Ninety-five percent of Lithuania’s 160,000 Jews were murdered by the Nazis and their local collaborators during World War II. Their properties were seized and never returned.
Negotiations with the Lithuanian Government on restitution began in 2002 and after long delays.
The local Jewish Community and the WJRO researched archives and identified at least 438 former Jewish communal properties that should be returned.
Six years later, the Government has now arbitrarily selected 110 of these properties, made a unilateral evaluation of their total worth, and decided to pay a mere fraction of the estimated amount. No payments are to be made before 2012.
A better plan was negotiated between the former Lithuanian government and the Jewish Community.
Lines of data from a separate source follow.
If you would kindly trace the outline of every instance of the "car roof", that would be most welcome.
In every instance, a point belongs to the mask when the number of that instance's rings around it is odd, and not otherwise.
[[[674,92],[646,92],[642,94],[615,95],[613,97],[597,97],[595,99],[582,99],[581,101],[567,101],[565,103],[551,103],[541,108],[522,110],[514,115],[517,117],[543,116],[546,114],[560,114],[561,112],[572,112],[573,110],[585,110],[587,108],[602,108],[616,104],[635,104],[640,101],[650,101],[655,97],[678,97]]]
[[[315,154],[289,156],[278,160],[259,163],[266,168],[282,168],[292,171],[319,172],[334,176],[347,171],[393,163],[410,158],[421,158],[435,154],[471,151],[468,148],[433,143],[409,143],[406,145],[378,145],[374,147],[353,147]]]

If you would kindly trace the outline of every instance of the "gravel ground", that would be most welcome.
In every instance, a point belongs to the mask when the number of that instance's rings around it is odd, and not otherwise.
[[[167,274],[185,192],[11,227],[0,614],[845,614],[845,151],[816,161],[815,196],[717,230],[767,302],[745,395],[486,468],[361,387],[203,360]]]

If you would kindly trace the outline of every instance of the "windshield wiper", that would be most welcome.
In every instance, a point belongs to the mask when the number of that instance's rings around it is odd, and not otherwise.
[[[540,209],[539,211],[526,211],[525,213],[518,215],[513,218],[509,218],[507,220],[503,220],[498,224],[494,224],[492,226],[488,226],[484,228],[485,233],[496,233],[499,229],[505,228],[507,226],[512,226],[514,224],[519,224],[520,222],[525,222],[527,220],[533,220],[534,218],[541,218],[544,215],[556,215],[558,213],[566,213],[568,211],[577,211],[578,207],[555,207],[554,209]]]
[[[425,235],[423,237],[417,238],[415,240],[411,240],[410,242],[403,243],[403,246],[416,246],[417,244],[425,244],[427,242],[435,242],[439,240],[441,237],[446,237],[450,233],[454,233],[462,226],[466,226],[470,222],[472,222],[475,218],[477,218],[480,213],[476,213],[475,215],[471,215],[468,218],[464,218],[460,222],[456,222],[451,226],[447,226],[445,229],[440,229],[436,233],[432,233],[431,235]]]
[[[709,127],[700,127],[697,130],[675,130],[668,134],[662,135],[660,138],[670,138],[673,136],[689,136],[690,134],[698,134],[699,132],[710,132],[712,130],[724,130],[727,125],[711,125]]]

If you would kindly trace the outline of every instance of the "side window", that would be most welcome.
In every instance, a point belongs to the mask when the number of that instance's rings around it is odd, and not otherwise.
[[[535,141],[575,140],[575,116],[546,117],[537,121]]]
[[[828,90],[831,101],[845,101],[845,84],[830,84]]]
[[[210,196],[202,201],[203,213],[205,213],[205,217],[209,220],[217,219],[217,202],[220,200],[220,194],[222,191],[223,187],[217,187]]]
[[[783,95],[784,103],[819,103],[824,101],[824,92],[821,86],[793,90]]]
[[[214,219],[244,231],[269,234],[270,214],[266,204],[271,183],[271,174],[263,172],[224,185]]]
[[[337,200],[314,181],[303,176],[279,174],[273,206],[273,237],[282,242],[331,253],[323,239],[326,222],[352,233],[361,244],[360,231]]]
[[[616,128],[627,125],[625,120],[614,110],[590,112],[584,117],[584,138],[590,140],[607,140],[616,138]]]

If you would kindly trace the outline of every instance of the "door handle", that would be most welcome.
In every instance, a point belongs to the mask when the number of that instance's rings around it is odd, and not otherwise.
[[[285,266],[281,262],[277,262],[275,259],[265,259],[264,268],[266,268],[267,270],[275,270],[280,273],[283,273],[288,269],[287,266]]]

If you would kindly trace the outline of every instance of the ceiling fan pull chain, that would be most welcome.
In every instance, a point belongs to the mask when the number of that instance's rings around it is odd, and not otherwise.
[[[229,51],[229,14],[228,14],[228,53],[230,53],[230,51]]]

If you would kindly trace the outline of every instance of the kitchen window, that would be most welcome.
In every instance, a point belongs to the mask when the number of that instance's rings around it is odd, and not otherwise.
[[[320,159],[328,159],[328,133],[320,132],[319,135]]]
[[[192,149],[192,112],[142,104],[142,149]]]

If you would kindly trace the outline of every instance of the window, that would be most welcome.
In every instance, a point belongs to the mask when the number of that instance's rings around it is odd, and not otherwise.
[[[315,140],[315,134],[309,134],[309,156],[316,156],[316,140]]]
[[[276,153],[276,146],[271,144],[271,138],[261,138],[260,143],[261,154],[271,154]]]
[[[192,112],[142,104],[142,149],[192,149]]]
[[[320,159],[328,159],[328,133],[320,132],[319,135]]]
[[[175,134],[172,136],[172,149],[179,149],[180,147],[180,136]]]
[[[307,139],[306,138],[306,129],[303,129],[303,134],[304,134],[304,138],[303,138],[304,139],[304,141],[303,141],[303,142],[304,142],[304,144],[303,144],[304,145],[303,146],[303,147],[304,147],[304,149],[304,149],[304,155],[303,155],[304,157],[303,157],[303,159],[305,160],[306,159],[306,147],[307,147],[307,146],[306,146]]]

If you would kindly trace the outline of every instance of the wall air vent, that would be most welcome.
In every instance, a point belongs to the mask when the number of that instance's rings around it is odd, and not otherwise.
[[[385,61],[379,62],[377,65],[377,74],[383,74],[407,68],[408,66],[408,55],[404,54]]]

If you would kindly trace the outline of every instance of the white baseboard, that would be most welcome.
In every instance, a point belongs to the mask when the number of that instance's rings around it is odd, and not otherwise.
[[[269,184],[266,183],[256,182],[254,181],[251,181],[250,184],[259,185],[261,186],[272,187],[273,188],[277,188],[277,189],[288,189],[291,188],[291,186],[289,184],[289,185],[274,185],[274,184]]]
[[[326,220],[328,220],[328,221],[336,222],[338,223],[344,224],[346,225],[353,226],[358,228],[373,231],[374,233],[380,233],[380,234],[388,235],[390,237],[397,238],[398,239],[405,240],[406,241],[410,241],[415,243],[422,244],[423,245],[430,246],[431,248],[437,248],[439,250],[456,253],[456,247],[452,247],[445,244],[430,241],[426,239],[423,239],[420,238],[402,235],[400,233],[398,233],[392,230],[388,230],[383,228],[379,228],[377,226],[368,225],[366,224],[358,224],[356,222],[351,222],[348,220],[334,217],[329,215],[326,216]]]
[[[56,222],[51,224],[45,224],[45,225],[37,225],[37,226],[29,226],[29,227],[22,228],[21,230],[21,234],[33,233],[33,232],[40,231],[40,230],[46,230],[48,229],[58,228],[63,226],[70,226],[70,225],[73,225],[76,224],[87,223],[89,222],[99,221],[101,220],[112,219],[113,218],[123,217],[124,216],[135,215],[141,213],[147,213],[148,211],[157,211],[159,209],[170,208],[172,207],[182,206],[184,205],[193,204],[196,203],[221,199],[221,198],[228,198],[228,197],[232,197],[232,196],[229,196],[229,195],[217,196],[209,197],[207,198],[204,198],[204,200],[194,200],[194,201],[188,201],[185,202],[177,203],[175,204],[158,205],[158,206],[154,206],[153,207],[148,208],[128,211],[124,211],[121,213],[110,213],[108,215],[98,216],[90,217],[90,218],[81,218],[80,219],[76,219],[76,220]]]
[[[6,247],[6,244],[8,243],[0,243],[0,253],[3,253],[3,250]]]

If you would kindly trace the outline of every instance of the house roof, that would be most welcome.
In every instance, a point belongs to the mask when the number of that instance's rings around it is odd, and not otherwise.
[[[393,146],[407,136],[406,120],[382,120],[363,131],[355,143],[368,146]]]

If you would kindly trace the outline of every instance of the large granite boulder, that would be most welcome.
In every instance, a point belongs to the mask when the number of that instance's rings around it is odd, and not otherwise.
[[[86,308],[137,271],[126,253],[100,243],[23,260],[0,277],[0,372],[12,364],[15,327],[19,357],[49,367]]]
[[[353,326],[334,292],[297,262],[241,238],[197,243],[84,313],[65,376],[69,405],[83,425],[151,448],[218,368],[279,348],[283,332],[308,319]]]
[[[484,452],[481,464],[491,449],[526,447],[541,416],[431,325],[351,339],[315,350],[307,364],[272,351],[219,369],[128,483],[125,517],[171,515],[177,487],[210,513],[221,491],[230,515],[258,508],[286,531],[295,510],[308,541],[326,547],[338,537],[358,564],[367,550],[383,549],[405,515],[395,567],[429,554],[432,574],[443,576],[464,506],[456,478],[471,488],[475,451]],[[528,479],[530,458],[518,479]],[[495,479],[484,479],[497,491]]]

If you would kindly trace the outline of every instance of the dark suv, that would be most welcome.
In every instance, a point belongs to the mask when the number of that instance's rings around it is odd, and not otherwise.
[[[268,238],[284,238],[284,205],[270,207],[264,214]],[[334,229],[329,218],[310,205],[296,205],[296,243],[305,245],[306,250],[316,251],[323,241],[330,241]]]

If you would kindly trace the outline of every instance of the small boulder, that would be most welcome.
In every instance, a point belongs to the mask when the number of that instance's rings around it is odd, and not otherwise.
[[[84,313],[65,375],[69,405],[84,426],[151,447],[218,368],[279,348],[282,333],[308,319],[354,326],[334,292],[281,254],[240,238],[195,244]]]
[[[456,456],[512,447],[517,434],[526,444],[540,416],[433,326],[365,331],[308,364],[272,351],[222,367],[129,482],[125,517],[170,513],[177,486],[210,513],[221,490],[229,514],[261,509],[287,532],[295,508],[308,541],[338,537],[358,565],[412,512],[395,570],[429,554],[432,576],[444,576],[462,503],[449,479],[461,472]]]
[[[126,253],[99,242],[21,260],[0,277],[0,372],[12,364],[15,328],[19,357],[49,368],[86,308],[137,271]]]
It would have led to the return of previously Jewish communal properties.
The local Jewish community and the World Jewish Restitution Organization (WJRO) urged the present government to adopt this agreed legislation, but it decided to break off negotiations and to introduce the present unilateral and arbitrary proposal.
In most other countries where property agreements were reached, the actual properties are returned or full-value compensation is paid. “Lithuania, however, only proposes to pay a fraction of a fraction”, the organization regretted.
The Foundation for Lithuanian Jewish Heritage was established by the WJRO, the local Jewish Community and the Lithuanian Jewish Religious Council to serve as the recipient of restituted property, to assist needy Holocaust survivors, and to ensure that it would be used to properly rebuild Jewish life in Lithuania.
The proposed legislation now reserves to the Lithuanian Government the right to determine who will receive the compensation funds and how the funds will be used.